Online Sports Betting To Be Reviewed In New Zealand

Racing Minister Nathan Guy appoints a working group chaired by former National MP Chris Tremain

The New Zealand government has expressed concerns about the activities of offshore online sports betting operators and has tasked a new working group with a review of the situation, perhaps as a prelude to a crackdown.
The New Zealand Herald reports that Racing Minister Nathan Guy, concerned that online sports betting may be depriving the local racing industry of critical income by competing with the TAB monopoly, thus denying the government potential tax revenues, has named former National MP Chris Tremain as the chairman of the working group.
Tremain was Minister of Internal Affairs until he left Parliament last year.
The membership of the working group appears to be weighted toward racing, with no sports betting nominees. Other members include Racing Board chief executive John Allen, Sport New Zealand chair Sir Paul Collins, Thoroughbred New Zealand representative Greg McCarthy and two Internal Affairs officials.

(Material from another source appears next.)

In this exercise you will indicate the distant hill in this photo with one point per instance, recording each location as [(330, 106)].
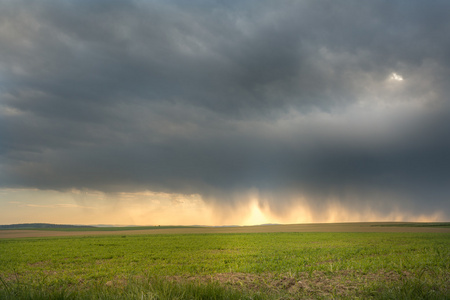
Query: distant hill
[(41, 226)]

Minister Guy said this week that the TAB monopoly on racing and sports betting required the Racing Board to distribute profits back into the racing industry.
This was being undercut by increased use of online betting with overseas agencies, especially in Australia.

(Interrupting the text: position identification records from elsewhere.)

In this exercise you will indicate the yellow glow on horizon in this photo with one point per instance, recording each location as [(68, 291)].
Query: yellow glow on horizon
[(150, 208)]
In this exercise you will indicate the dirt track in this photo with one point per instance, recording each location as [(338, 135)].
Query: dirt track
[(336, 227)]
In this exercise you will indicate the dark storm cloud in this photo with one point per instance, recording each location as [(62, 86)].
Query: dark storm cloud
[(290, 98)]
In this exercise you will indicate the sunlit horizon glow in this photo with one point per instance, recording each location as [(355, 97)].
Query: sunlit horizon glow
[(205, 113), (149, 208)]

"This means offshore organisations make money on New Zealand racing and sports without paying their fair share of tax, or making contributions back to the racing industry or sporting organisations that make the betting possible in the first place," he said.
The minister noted that online sports betting was a growing trend internationally, and that other countries had introduced regulatory regimes.

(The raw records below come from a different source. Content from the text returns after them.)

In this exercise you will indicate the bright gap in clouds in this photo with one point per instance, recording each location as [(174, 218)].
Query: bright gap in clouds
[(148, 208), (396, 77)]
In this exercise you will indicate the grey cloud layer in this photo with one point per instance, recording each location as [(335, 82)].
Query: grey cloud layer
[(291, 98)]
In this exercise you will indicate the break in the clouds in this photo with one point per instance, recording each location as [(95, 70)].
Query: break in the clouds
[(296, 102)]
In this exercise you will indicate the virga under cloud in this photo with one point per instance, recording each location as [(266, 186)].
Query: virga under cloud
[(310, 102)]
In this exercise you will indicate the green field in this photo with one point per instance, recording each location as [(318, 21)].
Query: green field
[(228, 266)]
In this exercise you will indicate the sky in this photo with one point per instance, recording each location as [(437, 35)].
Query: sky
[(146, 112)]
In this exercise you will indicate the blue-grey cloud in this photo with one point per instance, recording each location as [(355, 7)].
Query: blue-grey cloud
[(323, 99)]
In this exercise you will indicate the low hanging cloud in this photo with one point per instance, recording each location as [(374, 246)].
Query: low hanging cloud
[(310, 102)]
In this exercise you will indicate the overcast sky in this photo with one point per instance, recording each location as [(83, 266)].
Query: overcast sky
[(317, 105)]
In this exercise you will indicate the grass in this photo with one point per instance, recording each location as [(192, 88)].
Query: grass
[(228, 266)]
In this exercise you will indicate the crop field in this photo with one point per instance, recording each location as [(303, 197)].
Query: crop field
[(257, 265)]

The racing industry has raised concerns at the impact of online sports betting, claiming that it undermines both investment and employment prospects in the industry.
The review will determine to what extent New Zealand punters use online sports betting, and will examine claims that offshore operators are not subject to the same stringent responsible gambling rules as those complied with by the TAB, leading to an increased risk of under-age or problem gambling.
The working group is required to submit its recommendations to government by September this year.